Yesterday I got a pat on the back at work. An overall "thumbs-up kiddo" sort of comment from my boss. Well I just skipped out of that meeting, feeling all light and delighted, and I've been on a high ever since. This leads me to wonder, why am I so responsive to praise? Shouldn't I know in my core whether I'm giving my best and making an impact, without being reliant on external validation? And more importantly, as the dream is to leave the corporate world behind forever and do my own creative thing, how will I respond to the complete absence of validation from an authority figure?
A huge eureka moment when I was working with an executive coach a few years back was to realise that I was "externally referenced". This means that I deeply cared what others thought of me, that I looked for external signals to know whether I'm ok. But isn't that true for everyone? Maybe - but to greater and lesser extent, and I was a bit of an extreme case. Since then I've been working hard at strengthening my own internal compass. I'm learning to find my own answers and trust my intuition.

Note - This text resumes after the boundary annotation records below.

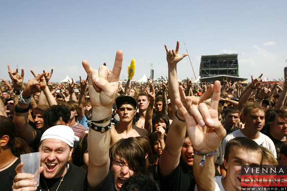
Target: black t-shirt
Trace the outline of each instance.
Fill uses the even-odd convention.
[[[63,182],[59,186],[58,191],[81,191],[87,190],[87,171],[75,165],[69,163],[68,171],[65,174]],[[45,178],[41,174],[40,177],[40,185],[38,191],[55,191],[60,184],[63,177],[58,178]],[[45,178],[45,181],[44,181]]]
[[[97,191],[115,191],[116,189],[114,187],[113,176],[110,170],[109,170],[106,177],[101,183]]]
[[[190,168],[185,165],[181,158],[179,165],[167,176],[164,177],[161,174],[158,164],[157,165],[160,191],[190,191],[194,190],[196,183],[193,177],[192,168]]]
[[[12,191],[13,180],[15,176],[16,176],[15,169],[19,163],[20,163],[20,158],[9,168],[0,172],[0,190],[4,191]]]

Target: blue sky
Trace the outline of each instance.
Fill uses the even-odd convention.
[[[164,45],[190,54],[198,78],[201,55],[238,54],[240,77],[281,78],[287,67],[286,0],[1,0],[0,78],[7,65],[29,71],[54,70],[51,81],[86,74],[81,61],[111,70],[124,52],[121,79],[132,58],[133,79],[167,75]],[[178,65],[179,78],[195,79],[189,60]],[[83,77],[84,76],[84,77]],[[250,80],[248,80],[250,81]]]

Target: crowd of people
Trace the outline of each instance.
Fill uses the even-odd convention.
[[[166,45],[167,82],[119,84],[111,70],[79,83],[25,84],[8,66],[0,100],[0,186],[4,191],[239,191],[241,167],[287,165],[284,83],[178,81],[188,54]],[[20,155],[41,152],[40,184],[21,172]],[[4,190],[2,190],[4,189]]]

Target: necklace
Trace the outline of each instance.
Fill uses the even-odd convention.
[[[1,167],[1,168],[0,168],[0,169],[2,169],[2,168],[4,168],[4,167],[7,167],[7,166],[8,166],[8,165],[10,165],[10,164],[11,164],[11,163],[12,163],[12,162],[14,161],[14,160],[15,160],[15,159],[16,159],[16,156],[15,156],[15,157],[14,158],[14,159],[13,159],[13,160],[12,160],[12,161],[11,161],[11,162],[10,162],[10,163],[9,163],[9,164],[8,164],[8,165],[7,165],[6,166],[4,166],[4,167]]]
[[[62,179],[61,179],[61,180],[60,180],[60,184],[59,184],[59,185],[58,185],[58,187],[57,187],[57,190],[56,190],[56,191],[58,191],[58,189],[59,189],[59,187],[60,187],[60,185],[61,185],[61,183],[62,183],[62,182],[63,182],[63,179],[64,179],[64,177],[65,177],[65,175],[66,175],[66,173],[67,173],[67,171],[68,171],[68,166],[67,166],[67,167],[66,167],[66,173],[65,173],[65,174],[64,174],[64,176],[63,176],[63,178],[62,178]],[[49,189],[48,189],[48,186],[47,185],[47,184],[46,183],[46,181],[45,181],[45,177],[43,176],[43,179],[44,180],[44,183],[45,183],[45,185],[46,185],[46,187],[47,187],[47,189],[48,189],[48,191],[50,191]]]

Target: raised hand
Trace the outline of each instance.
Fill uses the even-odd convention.
[[[262,79],[261,79],[261,77],[263,75],[263,73],[261,73],[260,76],[256,79],[253,79],[253,76],[251,76],[251,87],[253,89],[256,89],[258,87],[259,85],[260,85],[261,82],[262,81]]]
[[[168,64],[176,64],[178,62],[180,61],[188,55],[187,53],[182,55],[181,56],[179,54],[179,50],[180,49],[180,41],[177,42],[177,47],[176,49],[173,49],[172,50],[168,50],[166,45],[164,45],[165,48],[165,50],[166,50],[166,60]]]
[[[102,116],[108,117],[105,116],[107,115],[107,111],[109,113],[108,116],[111,113],[119,86],[122,62],[122,50],[118,50],[117,52],[112,71],[110,71],[104,65],[101,66],[99,70],[93,70],[86,60],[82,62],[89,78],[89,94],[93,105],[93,110],[103,110],[101,115],[97,114],[99,116],[97,118],[99,119],[103,118]]]
[[[44,76],[45,74],[46,73],[43,73],[41,74],[35,75],[35,78],[28,81],[22,93],[24,97],[28,97],[32,94],[39,92],[41,90],[45,89],[46,83]]]
[[[43,71],[43,72],[45,73],[45,71]],[[51,70],[51,72],[50,73],[49,72],[46,72],[46,74],[45,75],[45,79],[46,80],[46,82],[47,83],[47,84],[49,83],[49,80],[51,78],[51,77],[52,77],[52,73],[53,73],[53,69]]]
[[[11,70],[9,65],[8,65],[8,73],[12,81],[14,90],[21,90],[24,79],[24,69],[22,70],[21,75],[18,74],[16,71]],[[18,69],[16,71],[18,72]]]
[[[87,76],[87,78],[85,79],[82,79],[81,76],[80,76],[80,88],[81,92],[85,94],[87,89],[87,85],[88,85],[88,80],[89,77]]]
[[[181,96],[184,93],[181,90]],[[209,109],[203,103],[198,106],[186,102],[186,108],[179,98],[176,103],[179,114],[185,119],[188,137],[193,148],[202,153],[208,153],[216,149],[226,135],[226,131],[218,120],[217,108],[220,95],[220,82],[214,82]],[[187,112],[188,111],[188,112]]]

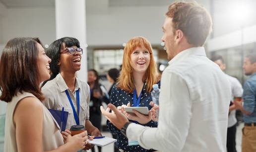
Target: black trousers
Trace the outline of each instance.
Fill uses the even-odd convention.
[[[236,125],[228,128],[227,135],[227,150],[228,152],[237,152],[236,149]]]

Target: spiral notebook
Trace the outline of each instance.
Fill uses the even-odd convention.
[[[87,141],[92,145],[103,147],[116,142],[117,140],[109,137],[104,137],[101,139],[94,139],[92,141],[87,140]]]
[[[51,114],[53,115],[53,117],[56,120],[60,128],[61,126],[61,130],[62,131],[65,131],[66,125],[66,122],[67,121],[67,117],[68,116],[68,112],[64,111],[63,113],[62,110],[57,110],[53,109],[48,109]],[[63,114],[63,116],[62,115]],[[62,118],[63,118],[62,126]]]

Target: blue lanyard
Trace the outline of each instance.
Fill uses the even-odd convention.
[[[139,102],[140,101],[140,97],[141,96],[141,92],[139,94],[139,97],[137,99],[137,92],[136,89],[133,90],[133,106],[139,106]]]
[[[77,116],[77,114],[79,115],[79,110],[80,107],[79,104],[79,90],[77,90],[75,91],[76,94],[76,102],[77,102],[77,114],[75,111],[75,109],[74,108],[74,105],[73,104],[73,102],[72,102],[72,101],[71,100],[70,97],[69,96],[69,94],[68,94],[68,92],[67,92],[67,89],[65,90],[65,92],[66,93],[66,96],[67,96],[67,98],[68,99],[68,101],[69,101],[69,103],[70,103],[71,106],[72,107],[72,109],[73,110],[73,114],[74,115],[74,117],[75,118],[75,122],[77,125],[80,124],[79,122],[79,117]]]

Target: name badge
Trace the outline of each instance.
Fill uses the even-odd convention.
[[[138,142],[136,140],[132,139],[128,139],[128,146],[138,145]]]

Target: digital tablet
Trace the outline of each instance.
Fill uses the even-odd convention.
[[[148,108],[146,106],[142,106],[142,107],[135,107],[135,106],[131,106],[131,107],[125,107],[125,111],[128,112],[131,112],[133,113],[133,111],[132,110],[135,110],[137,111],[139,113],[141,113],[144,115],[148,115]]]

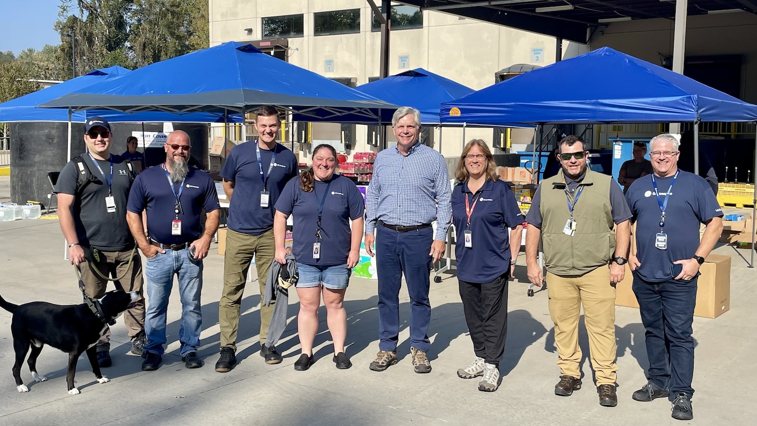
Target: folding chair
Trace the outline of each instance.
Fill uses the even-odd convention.
[[[48,200],[49,201],[47,204],[47,209],[45,210],[45,214],[50,213],[50,206],[52,204],[52,197],[55,197],[55,208],[58,208],[58,194],[55,194],[55,185],[58,185],[58,177],[61,176],[61,172],[50,172],[48,173],[48,181],[50,182],[50,194],[48,194]]]

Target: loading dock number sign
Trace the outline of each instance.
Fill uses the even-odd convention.
[[[544,62],[544,48],[534,48],[531,49],[531,61],[534,62]]]

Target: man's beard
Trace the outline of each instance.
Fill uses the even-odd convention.
[[[168,157],[168,166],[171,169],[171,182],[182,182],[189,173],[189,165],[186,160],[175,160],[173,155]]]

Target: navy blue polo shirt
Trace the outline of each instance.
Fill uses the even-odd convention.
[[[179,183],[174,183],[174,191],[179,194]],[[171,222],[176,218],[174,206],[176,197],[171,191],[162,166],[151,167],[137,175],[129,194],[126,210],[141,214],[147,209],[147,231],[150,238],[164,244],[192,242],[200,238],[202,210],[211,212],[220,208],[218,193],[210,175],[189,167],[184,181],[184,189],[179,198],[182,212],[182,235],[171,235]]]
[[[469,204],[475,207],[471,214],[471,237],[473,247],[465,247],[463,232],[468,229],[466,194]],[[510,244],[507,228],[515,228],[525,222],[512,191],[504,181],[487,180],[475,194],[467,183],[459,183],[452,191],[452,217],[457,243],[457,278],[469,282],[494,281],[509,271]],[[517,241],[520,247],[520,241]]]
[[[301,263],[313,266],[347,263],[352,244],[350,220],[361,218],[365,213],[363,194],[354,182],[341,175],[334,175],[323,201],[321,215],[323,231],[321,231],[320,259],[313,259],[313,244],[316,242],[318,204],[328,185],[328,182],[316,180],[313,182],[313,191],[305,192],[301,189],[300,178],[293,179],[286,184],[276,202],[276,210],[287,216],[292,215],[291,251]]]
[[[263,173],[267,179],[266,190],[270,193],[269,207],[260,207],[263,179],[257,163],[257,141],[240,144],[229,153],[221,169],[221,177],[234,182],[234,193],[229,204],[229,228],[251,235],[260,235],[273,228],[273,207],[291,179],[299,171],[294,153],[276,144],[276,160],[268,176],[273,151],[260,148]]]
[[[660,200],[664,203],[673,176],[655,176]],[[660,232],[660,210],[652,185],[652,175],[636,179],[625,195],[631,220],[636,222],[637,257],[641,266],[634,273],[647,281],[671,279],[670,266],[676,260],[691,259],[699,247],[699,224],[723,216],[712,188],[700,176],[683,170],[670,190],[665,207],[663,232],[668,235],[668,249],[655,247]]]

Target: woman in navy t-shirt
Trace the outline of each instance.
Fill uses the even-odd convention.
[[[338,368],[352,366],[344,353],[347,313],[342,306],[352,268],[360,260],[363,240],[363,195],[349,179],[335,174],[336,151],[320,145],[313,151],[313,166],[287,183],[276,204],[273,235],[276,260],[285,263],[286,219],[293,215],[291,251],[300,279],[298,330],[302,355],[294,362],[299,371],[310,368],[313,340],[318,331],[318,308],[323,297]],[[352,221],[351,225],[350,221]]]
[[[507,334],[507,280],[520,251],[525,221],[512,191],[497,179],[496,167],[486,142],[473,139],[463,150],[455,170],[460,183],[452,191],[457,281],[476,355],[457,375],[483,376],[478,390],[484,392],[500,385]],[[512,229],[509,238],[507,228]]]

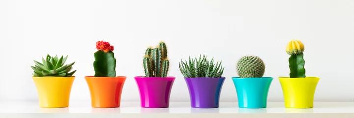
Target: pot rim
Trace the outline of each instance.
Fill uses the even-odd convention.
[[[126,76],[116,76],[115,77],[95,77],[94,76],[85,76],[84,78],[127,78]]]
[[[135,79],[139,79],[139,78],[141,78],[141,79],[147,79],[147,78],[161,78],[161,79],[163,79],[163,78],[170,78],[170,79],[175,79],[175,78],[176,78],[176,77],[173,77],[173,76],[167,76],[167,77],[166,77],[165,78],[163,78],[163,77],[144,77],[144,76],[136,76],[136,77],[134,77],[134,78],[135,78]]]
[[[279,77],[279,79],[319,79],[320,78],[318,77],[305,77],[304,78],[290,78],[289,77]]]
[[[271,77],[262,77],[261,78],[240,78],[240,77],[233,77],[232,79],[273,79]]]
[[[183,77],[185,79],[225,79],[226,78],[225,77],[221,77],[219,78],[211,78],[211,77],[196,77],[196,78],[187,78],[187,77]]]
[[[57,76],[42,76],[42,77],[34,77],[32,76],[32,78],[75,78],[75,76],[73,76],[70,77],[57,77]]]

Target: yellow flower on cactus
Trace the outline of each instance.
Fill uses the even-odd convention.
[[[299,40],[293,40],[286,46],[286,52],[290,55],[301,54],[304,50],[305,47]]]

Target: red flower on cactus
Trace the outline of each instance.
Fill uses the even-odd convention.
[[[114,47],[110,45],[109,43],[103,41],[97,41],[96,43],[96,48],[97,50],[103,51],[105,53],[109,52],[109,51],[113,51],[114,50]]]

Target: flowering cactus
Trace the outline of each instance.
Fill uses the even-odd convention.
[[[96,43],[96,48],[98,50],[94,54],[95,61],[95,77],[115,77],[115,62],[114,48],[109,43],[103,41]]]
[[[305,47],[301,41],[293,40],[286,46],[286,52],[290,55],[289,58],[289,67],[290,69],[290,78],[306,77],[305,60],[303,59],[303,51]]]

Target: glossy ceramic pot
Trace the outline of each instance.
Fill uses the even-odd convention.
[[[120,106],[122,90],[126,77],[85,77],[91,94],[93,107],[112,108]]]
[[[268,91],[272,77],[232,77],[239,100],[239,107],[263,108],[267,107]]]
[[[185,78],[193,108],[219,107],[219,99],[225,77]]]
[[[166,108],[169,106],[169,96],[175,77],[134,77],[144,108]]]
[[[32,77],[38,93],[39,106],[60,108],[69,106],[70,92],[75,76]]]
[[[279,77],[283,89],[285,107],[311,108],[313,107],[315,91],[320,78]]]

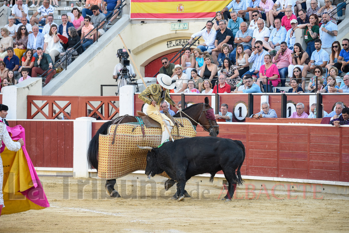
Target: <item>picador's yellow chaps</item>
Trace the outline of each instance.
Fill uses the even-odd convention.
[[[171,134],[175,140],[196,136],[196,131],[191,122],[186,118],[174,118],[182,123],[179,135],[177,127],[173,127]],[[145,170],[148,151],[138,148],[141,146],[158,146],[161,141],[162,130],[157,128],[144,127],[143,136],[139,125],[132,123],[120,124],[117,129],[115,141],[112,144],[116,125],[112,125],[106,135],[100,134],[98,152],[98,176],[107,180],[117,179],[138,170]],[[162,175],[167,178],[164,172]]]

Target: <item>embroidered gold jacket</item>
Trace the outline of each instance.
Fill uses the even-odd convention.
[[[154,100],[156,102],[157,105],[160,105],[161,103],[161,96],[162,88],[159,84],[152,84],[148,87],[145,90],[138,95],[138,98],[144,101],[148,104],[151,104],[151,99],[148,97],[150,95],[153,96]],[[171,105],[176,104],[170,97],[170,91],[167,89],[165,93],[165,99]]]

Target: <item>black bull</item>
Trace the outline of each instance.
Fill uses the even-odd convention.
[[[186,182],[196,175],[209,173],[212,182],[216,173],[223,171],[229,184],[225,197],[227,201],[231,200],[234,194],[233,185],[242,185],[243,182],[240,170],[245,160],[245,150],[240,141],[195,137],[166,142],[159,148],[140,148],[149,150],[147,155],[146,174],[149,177],[166,172],[178,182],[174,196],[179,197],[179,201],[184,199]]]

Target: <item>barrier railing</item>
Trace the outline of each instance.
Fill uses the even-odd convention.
[[[62,113],[68,120],[74,120],[78,117],[92,116],[95,113],[102,120],[112,119],[119,112],[119,108],[115,102],[119,101],[119,96],[27,96],[27,119],[33,119],[39,113],[41,113],[46,119],[53,119]],[[39,106],[35,102],[39,100],[45,102]],[[67,102],[64,105],[61,106],[57,102]],[[100,102],[97,106],[91,103]],[[46,111],[44,108],[48,107]],[[70,108],[69,108],[70,107]],[[32,113],[32,108],[36,109]],[[54,114],[54,108],[58,111]],[[70,115],[66,112],[67,109],[70,108]],[[103,108],[104,111],[103,111]],[[90,114],[87,115],[87,110],[91,110]]]

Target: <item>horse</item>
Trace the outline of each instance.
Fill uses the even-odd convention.
[[[181,116],[180,112],[172,116],[173,118],[180,118],[181,116],[187,118],[190,121],[193,125],[195,127],[199,123],[204,130],[208,132],[210,136],[216,137],[219,133],[219,126],[218,125],[215,120],[211,120],[206,116],[207,111],[212,108],[209,104],[208,98],[205,98],[205,103],[199,103],[193,104],[183,110]],[[187,116],[185,113],[189,117]],[[205,114],[203,114],[205,113]],[[121,120],[120,121],[120,120]],[[119,121],[119,122],[118,122]],[[116,119],[106,122],[101,127],[96,134],[92,138],[89,145],[87,150],[87,159],[90,168],[98,169],[98,138],[99,134],[106,135],[108,133],[109,127],[113,123],[118,122],[118,124],[137,122],[135,116],[120,116]],[[167,190],[175,183],[174,181],[168,182],[166,181],[165,185],[165,189]],[[106,180],[105,188],[108,194],[114,197],[120,197],[118,192],[114,189],[114,186],[116,183],[116,179]]]

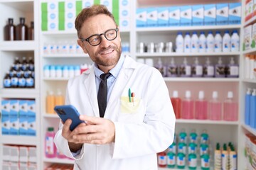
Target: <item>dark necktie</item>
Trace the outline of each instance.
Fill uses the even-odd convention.
[[[111,73],[102,74],[100,77],[102,79],[99,86],[99,91],[97,95],[100,116],[104,117],[104,113],[107,107],[107,79],[111,75]]]

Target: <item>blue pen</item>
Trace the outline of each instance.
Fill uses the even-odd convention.
[[[131,102],[132,101],[132,99],[131,99],[132,93],[131,93],[131,89],[130,88],[129,88],[129,90],[128,90],[128,96],[129,96],[129,101]]]

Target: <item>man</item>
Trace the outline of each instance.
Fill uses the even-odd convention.
[[[157,169],[156,153],[172,143],[175,126],[160,72],[122,55],[119,28],[105,6],[84,8],[75,28],[78,43],[95,64],[68,81],[66,104],[86,124],[70,131],[71,120],[60,123],[57,148],[75,159],[75,169]]]

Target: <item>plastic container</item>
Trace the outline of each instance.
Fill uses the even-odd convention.
[[[54,128],[49,127],[46,134],[45,154],[46,157],[53,158],[56,157],[57,149],[53,142],[55,136]]]
[[[194,118],[194,101],[191,98],[191,93],[186,91],[185,98],[181,101],[181,118],[193,119]]]
[[[178,91],[174,91],[171,101],[174,108],[176,118],[181,118],[181,99],[178,97]]]
[[[228,92],[228,98],[223,103],[223,120],[237,121],[238,120],[238,103],[233,99],[233,93]]]
[[[220,120],[222,119],[222,103],[218,98],[218,91],[213,92],[213,98],[208,103],[208,119]]]
[[[203,91],[200,91],[198,98],[195,102],[195,118],[206,120],[208,115],[208,101],[204,98]]]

A trick that I use sometimes when feeling uncertain is to reframe the situation as an exam question. I may not always be confident in daily life, but I do excel at exam taking. So I say to myself, if this were an exam question rather than real life, what answer would I write down on the paper? Or alternatively, if I were advising someone else in this exact situation, what would I say to them? Interesting how the uncertainty lifts away with this reframing. It's telling. I do know the answers, but sometimes fear prevents me from knowing that I know them!

Your blog is lovely! I'm a fellow student from blogging your way...just thought I'd drop in and say hello.